Gregory Hjelmstad

Research Interests

Neural circuitry underlying reward and addiction

Research Summary

My research is focused on understanding the neural circuits that underlie motivation and goal-directed behavior and how these circuits are altered with drug addiction. Combining behavior, pharmacology, and slice electrophysiology, we are determining the acute and chronic actions of drugs of abuse and relating these actions to changes in behaviors.
A circuit based approach to understanding behavior requires: 1) identifying the neural circuit involved, 2) understanding how individual neurons function within that network and 3) determining what changes occur in the network that correlate to changes in behavior (i.e. learning). In the case of drug addiction, much of this circuit has been identified. The ventral tegmental area (VTA) and the nucleus accumbens are two brain regions that have been shown to be critically involved in the rewarding properties of many drugs of abuse. Therefore, we are focusing our electrophysiological studies on neurons in these two nuclei.
A fundamental step toward understanding how any neural circuit operates is to understand how individual synapses transfer information from one neuron to the next. Incoming action potentials, or spikes, produce a probabilistic release of neurotransmitter. The synaptic currents produced by this neurotransmitter is then integrated by the postsynaptic cell, where, upon reaching a threshold, it will produce an action potential of its own. The release of neurotransmitter, and thus the activity of the postsynaptic neuron, is highly dependent on the history of activity at that synapse. We are interested in understanding this history effect or short-term plasticity, how it differs at different synapses and how it is altered by neuromodulators such as dopamine or opioid peptides. Changes in short-term synaptic plasticity can have profound effects on the activity of a neural circuit, and therefore, the behavior of the organism. Thus, we are investigating how short-term synaptic plasticity is affected following exposure to drugs of abuse.
Drugs of abuse produce profound behavioral effects in animal models. Studying the mechanisms underlying these behaviors not only has the potential to provide therapeutic interventions for treating drug addiction, but also provides an excellent general model for pursuing a causal link between synaptic modifications and changes in behavior.

Selected Publications

Hjelmstad, G. O. (2004) Dopamine excites nucleus accumbens neurons through the differential modulation of glutamate and GABA release. J. Neurosci. 24 (39): 8621-8628

Margolis, E., Hjelmstad, G. O., Bonci, A. and Fields, H. L. (2003) Kappa opioid agonists directly inhibit midbrain dopaminergic neurons. J. Neurosci. 23 (30), 9981-9986.

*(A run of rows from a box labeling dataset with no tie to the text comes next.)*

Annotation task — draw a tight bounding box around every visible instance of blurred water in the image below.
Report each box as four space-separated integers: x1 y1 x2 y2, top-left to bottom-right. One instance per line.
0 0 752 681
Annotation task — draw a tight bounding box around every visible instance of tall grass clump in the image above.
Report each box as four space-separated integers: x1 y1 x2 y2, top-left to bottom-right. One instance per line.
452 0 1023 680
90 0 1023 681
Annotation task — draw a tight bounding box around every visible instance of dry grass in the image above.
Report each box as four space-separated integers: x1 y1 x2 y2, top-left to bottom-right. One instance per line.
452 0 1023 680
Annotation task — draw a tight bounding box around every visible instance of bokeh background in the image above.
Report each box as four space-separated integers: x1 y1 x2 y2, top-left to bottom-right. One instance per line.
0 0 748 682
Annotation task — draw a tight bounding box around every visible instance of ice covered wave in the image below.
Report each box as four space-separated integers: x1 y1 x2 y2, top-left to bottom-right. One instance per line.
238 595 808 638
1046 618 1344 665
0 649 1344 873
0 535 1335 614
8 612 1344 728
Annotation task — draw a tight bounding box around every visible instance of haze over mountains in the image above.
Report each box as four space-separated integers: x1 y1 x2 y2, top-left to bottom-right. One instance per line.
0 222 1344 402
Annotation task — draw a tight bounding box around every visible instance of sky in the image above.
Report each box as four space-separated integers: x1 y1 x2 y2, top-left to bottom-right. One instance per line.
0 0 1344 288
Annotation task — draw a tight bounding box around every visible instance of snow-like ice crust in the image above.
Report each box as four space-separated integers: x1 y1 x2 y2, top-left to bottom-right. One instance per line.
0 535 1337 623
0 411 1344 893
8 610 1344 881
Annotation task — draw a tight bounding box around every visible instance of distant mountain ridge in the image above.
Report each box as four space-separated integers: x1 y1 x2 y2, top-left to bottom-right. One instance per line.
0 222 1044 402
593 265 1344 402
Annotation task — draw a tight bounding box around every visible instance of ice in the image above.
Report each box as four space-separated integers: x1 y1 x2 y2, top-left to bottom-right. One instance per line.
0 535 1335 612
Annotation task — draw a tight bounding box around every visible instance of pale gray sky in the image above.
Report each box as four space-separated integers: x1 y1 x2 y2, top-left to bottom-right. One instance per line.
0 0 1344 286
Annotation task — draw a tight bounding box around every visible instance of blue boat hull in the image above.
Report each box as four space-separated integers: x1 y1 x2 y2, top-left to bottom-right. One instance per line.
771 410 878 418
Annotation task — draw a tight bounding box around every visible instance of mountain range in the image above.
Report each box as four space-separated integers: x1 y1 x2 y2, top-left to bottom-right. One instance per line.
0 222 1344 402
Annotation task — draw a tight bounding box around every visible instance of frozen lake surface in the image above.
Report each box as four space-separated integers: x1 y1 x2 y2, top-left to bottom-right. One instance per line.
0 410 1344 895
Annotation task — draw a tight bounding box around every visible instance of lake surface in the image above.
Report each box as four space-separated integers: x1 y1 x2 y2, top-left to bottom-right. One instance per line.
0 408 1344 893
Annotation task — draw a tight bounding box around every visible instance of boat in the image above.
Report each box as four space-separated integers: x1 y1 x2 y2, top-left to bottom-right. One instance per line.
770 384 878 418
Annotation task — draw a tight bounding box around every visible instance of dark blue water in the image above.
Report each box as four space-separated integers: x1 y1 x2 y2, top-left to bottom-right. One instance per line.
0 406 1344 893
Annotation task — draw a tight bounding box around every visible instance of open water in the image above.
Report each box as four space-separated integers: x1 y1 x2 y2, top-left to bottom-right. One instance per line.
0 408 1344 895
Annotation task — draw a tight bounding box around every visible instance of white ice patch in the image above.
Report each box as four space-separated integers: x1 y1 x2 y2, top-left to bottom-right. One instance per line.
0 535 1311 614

Hjelmstad, G. O. and Fields, H. L. (2003) Kappa opioid receptor activation in the nucleus accumbens shell inhibits glutamate and GABA transmission through different mechanisms. J. Neurophysiol. . 89 (5), 2389-2395.

Hjelmstad, G. O. and Fields, H. L. (2001) Kappa opioid receptor inhibition of glutamatergic transmission in the nucleus accumben shell. J. Neurophysiol. 85 (3): 1153-1158.